2011 Executive Officer Incentive Plan
1. THE PLAN
1.1 Objectives. The Executive Officer Incentive Plan (EOIP) of Fuel Tech, Inc., a
Delaware corporation, (the Company), is designed to provide each Participant with financial
incentives based upon Company financial results, measured in terms of Adjusted EBITDA, Revenues and
APC Bookings. The EOIP is an annual bonus plan based on successive fiscal year performance periods
commencing January 1, 2011, with payouts based on each fiscal years performance. Capitalized
terms not otherwise defined shall have the meanings set forth in Section 4 below.

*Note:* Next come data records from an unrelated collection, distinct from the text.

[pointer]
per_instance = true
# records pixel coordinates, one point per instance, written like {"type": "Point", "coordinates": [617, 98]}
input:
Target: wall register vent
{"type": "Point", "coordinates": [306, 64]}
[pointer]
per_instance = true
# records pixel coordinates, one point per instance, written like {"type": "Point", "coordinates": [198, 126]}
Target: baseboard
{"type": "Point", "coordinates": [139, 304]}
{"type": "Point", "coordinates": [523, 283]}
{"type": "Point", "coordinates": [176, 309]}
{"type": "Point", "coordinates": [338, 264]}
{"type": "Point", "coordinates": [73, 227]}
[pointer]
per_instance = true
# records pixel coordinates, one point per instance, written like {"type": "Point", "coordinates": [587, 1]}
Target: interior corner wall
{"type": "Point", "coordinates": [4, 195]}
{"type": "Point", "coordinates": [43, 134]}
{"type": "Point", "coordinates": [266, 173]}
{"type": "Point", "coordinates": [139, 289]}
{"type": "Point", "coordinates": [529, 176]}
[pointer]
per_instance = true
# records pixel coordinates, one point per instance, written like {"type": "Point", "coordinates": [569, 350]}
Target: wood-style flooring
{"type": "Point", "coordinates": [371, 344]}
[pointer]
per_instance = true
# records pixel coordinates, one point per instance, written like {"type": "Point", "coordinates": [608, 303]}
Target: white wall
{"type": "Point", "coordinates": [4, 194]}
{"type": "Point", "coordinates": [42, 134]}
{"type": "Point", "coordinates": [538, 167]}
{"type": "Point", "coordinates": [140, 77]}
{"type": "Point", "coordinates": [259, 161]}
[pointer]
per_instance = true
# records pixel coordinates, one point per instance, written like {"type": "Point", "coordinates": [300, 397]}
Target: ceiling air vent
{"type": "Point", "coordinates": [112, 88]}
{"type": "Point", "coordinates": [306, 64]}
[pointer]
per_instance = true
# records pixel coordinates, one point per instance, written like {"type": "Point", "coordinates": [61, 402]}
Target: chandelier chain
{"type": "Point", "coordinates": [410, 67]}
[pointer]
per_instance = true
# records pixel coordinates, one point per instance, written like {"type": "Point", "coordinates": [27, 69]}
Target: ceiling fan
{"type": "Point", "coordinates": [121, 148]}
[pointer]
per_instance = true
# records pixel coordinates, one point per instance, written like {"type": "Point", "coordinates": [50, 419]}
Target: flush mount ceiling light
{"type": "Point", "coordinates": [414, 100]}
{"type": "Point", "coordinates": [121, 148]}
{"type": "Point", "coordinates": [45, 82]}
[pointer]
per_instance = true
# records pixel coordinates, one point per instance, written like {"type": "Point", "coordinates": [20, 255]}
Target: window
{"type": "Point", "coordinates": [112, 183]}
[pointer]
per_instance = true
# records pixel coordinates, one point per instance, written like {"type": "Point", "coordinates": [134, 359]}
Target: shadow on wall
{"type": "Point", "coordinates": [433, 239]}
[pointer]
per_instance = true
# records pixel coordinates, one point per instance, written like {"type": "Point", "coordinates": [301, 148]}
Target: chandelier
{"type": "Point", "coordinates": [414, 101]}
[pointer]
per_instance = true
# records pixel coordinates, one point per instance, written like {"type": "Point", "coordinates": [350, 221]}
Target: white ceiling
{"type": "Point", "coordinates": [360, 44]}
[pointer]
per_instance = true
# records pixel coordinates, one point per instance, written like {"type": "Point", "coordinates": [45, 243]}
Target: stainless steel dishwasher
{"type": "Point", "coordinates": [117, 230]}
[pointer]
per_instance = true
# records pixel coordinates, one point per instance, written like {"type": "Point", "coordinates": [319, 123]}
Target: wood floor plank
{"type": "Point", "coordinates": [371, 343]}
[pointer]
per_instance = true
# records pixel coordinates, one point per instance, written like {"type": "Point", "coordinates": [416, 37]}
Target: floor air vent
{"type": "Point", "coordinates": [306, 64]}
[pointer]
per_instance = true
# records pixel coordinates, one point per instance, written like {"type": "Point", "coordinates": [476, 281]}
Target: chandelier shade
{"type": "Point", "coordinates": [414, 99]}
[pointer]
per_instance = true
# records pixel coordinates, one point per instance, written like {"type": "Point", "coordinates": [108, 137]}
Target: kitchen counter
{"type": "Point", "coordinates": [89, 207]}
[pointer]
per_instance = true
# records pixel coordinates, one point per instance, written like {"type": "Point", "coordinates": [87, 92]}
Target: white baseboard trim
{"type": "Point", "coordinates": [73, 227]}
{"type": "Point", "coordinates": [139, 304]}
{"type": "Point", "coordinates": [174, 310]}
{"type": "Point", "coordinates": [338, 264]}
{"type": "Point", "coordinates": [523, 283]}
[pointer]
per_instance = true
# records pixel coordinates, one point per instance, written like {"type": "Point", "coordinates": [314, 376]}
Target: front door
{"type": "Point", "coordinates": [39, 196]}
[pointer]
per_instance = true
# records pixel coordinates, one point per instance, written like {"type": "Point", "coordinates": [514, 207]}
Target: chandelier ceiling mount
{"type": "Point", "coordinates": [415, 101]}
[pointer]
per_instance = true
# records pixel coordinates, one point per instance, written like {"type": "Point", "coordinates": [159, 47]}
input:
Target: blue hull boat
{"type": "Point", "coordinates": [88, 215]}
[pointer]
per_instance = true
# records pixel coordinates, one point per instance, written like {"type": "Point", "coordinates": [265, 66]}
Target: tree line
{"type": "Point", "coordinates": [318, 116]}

1.2 Plan Supersedes All Prior Incentive Compensation Programs. This EOIP supersedes and
replaces all prior cash incentive compensation programs for all Participants.
2. ELIGIBILITY
2.1 Participants. The Companys Chief Executive Officer, Chief Financial Officer,
Executive Vice President of Marketing and Sales and Executive Vice President of Worldwide
Operations shall each be a Participant in the EOIP. The Committee, in its business discretion, may
subjectively decide to designate additional full-time senior management employees of the Company to
be Participants in the EOIP after consideration of the recommendations of the Companys Chief
Executive Officer. The addition of new full-time senior management employees to the EOIP would
require modification to the EOIPs formulaic funding or payout mechanics, subject to approval by
the Committee.
Participants must be employed on the last day of a fiscal year (December 31) in order to be
eligible for a payout under the EOIP based on that fiscal years performance. No amounts will be
deemed earned or payable under the EOIP by any Participant whose employment with the Company ends
on or before the last day of the fiscal year. A Participant deemed to be eligible for a payout in
accordance with the provisions of the EOIP for a given fiscal year, need not be employed on the day
of a bonus payout under this EOIP for such fiscal year in order to be eligible for the payout.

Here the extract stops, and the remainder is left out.